1) the above is very hand-waving in character, and an attempt to describe phenomena deducted from QFT in curved spacetime in a simple semi-classical way. Keep this in mind and don't interpret all of this too literally.

2) One can't deduct from this the events the object undergoes. Black hole complementarity enters the picture here. A comment above suggests to have a look at Susskind's video (or to read his book). I echo that remark.

Answer 4

The book General Relativity from A to B by Geroch has a pretty clear explanation. I think i remember the key parts.

Things are basically stuck inside the event horizon because ALL paths curve back towards the center. Suppose you are at the North Pole. Start traveling any which way so long as you are approaching due south. You can even slow down your southward velocity, just so ong as its always towards south. Eventually you hit the South pole regardless of whatever side to side direction you were going. Once you hit the south pole, continue at the same velocity northward that you had when you arrived at the south pole. Again continue with the same north south direction if not speed. Now you are northward bound. Stay northward and again however you move, you eventually end up back at the north pole.

Now it doesn't actually matter where you start so long as you move in this way, you always end up at the north pole eventually.

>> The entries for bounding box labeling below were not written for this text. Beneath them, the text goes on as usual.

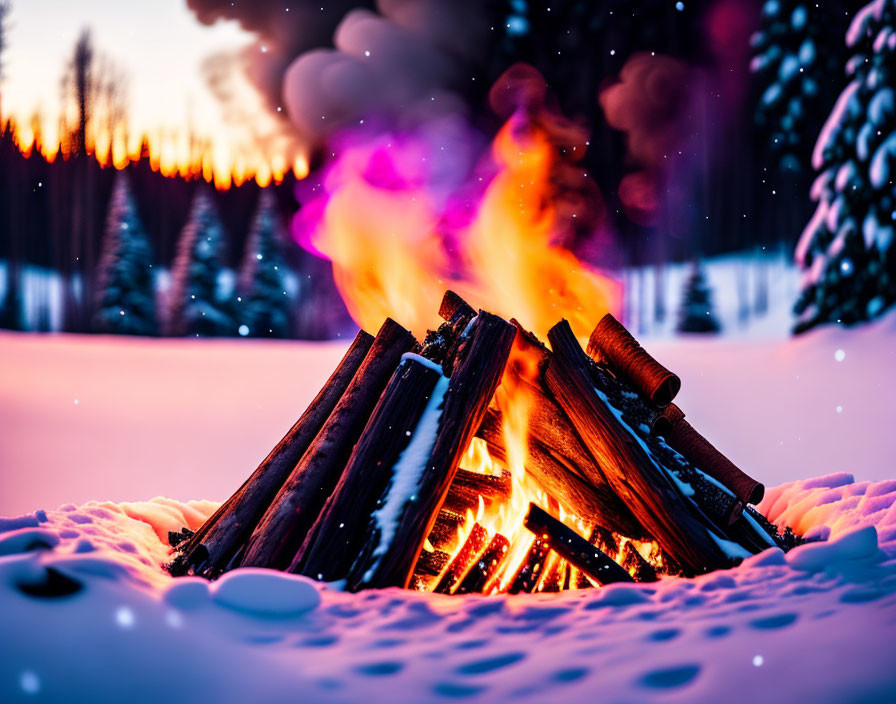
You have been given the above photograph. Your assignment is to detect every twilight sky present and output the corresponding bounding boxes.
[2,0,260,148]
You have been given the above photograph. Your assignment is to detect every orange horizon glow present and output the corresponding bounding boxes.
[8,117,309,190]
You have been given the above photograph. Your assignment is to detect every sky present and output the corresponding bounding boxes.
[2,0,253,151]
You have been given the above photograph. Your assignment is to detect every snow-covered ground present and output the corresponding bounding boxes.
[0,474,896,704]
[0,306,896,515]
[0,272,896,704]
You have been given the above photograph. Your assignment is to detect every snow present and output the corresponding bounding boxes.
[0,473,896,704]
[0,260,896,704]
[364,374,448,582]
[0,270,896,515]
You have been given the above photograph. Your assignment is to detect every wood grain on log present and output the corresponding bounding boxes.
[241,318,415,570]
[443,469,512,513]
[525,504,634,584]
[289,355,442,582]
[545,321,748,574]
[654,403,765,504]
[346,311,515,590]
[588,313,681,406]
[170,330,374,577]
[456,533,510,594]
[433,523,489,594]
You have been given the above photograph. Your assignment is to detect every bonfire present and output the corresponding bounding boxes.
[169,291,798,594]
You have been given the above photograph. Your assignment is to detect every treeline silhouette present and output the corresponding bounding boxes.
[0,129,352,339]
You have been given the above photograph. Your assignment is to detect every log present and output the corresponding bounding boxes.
[588,313,681,407]
[535,550,568,592]
[433,523,489,594]
[525,504,634,585]
[544,320,749,574]
[476,408,647,538]
[619,542,657,582]
[346,311,515,591]
[654,403,765,505]
[289,354,444,582]
[428,508,466,550]
[456,533,510,594]
[414,550,451,577]
[443,469,512,513]
[507,535,551,594]
[241,318,415,570]
[169,330,374,577]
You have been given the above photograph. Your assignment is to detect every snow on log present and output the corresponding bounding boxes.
[544,320,750,574]
[169,330,374,577]
[241,318,415,570]
[588,313,681,407]
[346,311,515,591]
[289,354,444,582]
[654,403,765,505]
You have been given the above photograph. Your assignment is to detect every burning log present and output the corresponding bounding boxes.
[443,469,512,513]
[289,354,447,582]
[525,504,634,584]
[654,403,765,504]
[347,311,515,591]
[428,508,466,549]
[433,523,489,594]
[535,550,567,592]
[414,550,451,577]
[241,318,415,569]
[507,535,551,594]
[545,321,749,573]
[477,408,646,537]
[588,313,681,407]
[454,533,510,594]
[619,542,657,582]
[169,330,374,576]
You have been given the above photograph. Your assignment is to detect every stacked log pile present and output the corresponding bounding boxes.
[169,291,794,593]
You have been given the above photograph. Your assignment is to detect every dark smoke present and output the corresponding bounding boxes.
[188,0,489,142]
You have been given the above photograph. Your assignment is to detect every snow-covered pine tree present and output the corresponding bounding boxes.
[93,171,159,335]
[168,186,237,337]
[236,190,290,337]
[750,0,848,172]
[677,261,721,333]
[794,0,896,333]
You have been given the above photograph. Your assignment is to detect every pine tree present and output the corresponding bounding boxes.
[93,171,158,335]
[794,0,896,333]
[750,0,845,172]
[169,187,236,337]
[236,190,290,337]
[677,262,721,333]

In a sense, everything is always moving this way. Everything is always moving forward in time. The rate might change according to different observers, but it's always positive. In your rest frame, your 4 velocity is 100% in the time direction. In this sense nothing is stationary in space-time.

In the sense that you are always moving in time in your rest frame, you are moving through space and time in some other frame. There being a component of your four velocity not towards time, you have less than 100% 4 velocity in the "time direction", so your clocks tick more slowly to some other observer. Gravity "mixes" space and time. So the local trajectory of inertial motion has a non-zero change in velocity over time. Traveling South West on the surface of the earth you have a vector pointing in a constant direction from your point of view. From a cartesian coordinate perspective your direction is ever changing, always being a mix of the standard basis vectors. Change in a unit vector implies an angular change in direction. If that has a first derivative with time, that implies change in curvature from place to place in space time. This curved motion implies a pseudo force.

So things can't escape because there are no exits from inside the event horizon. All paths go back to the singularity in the center.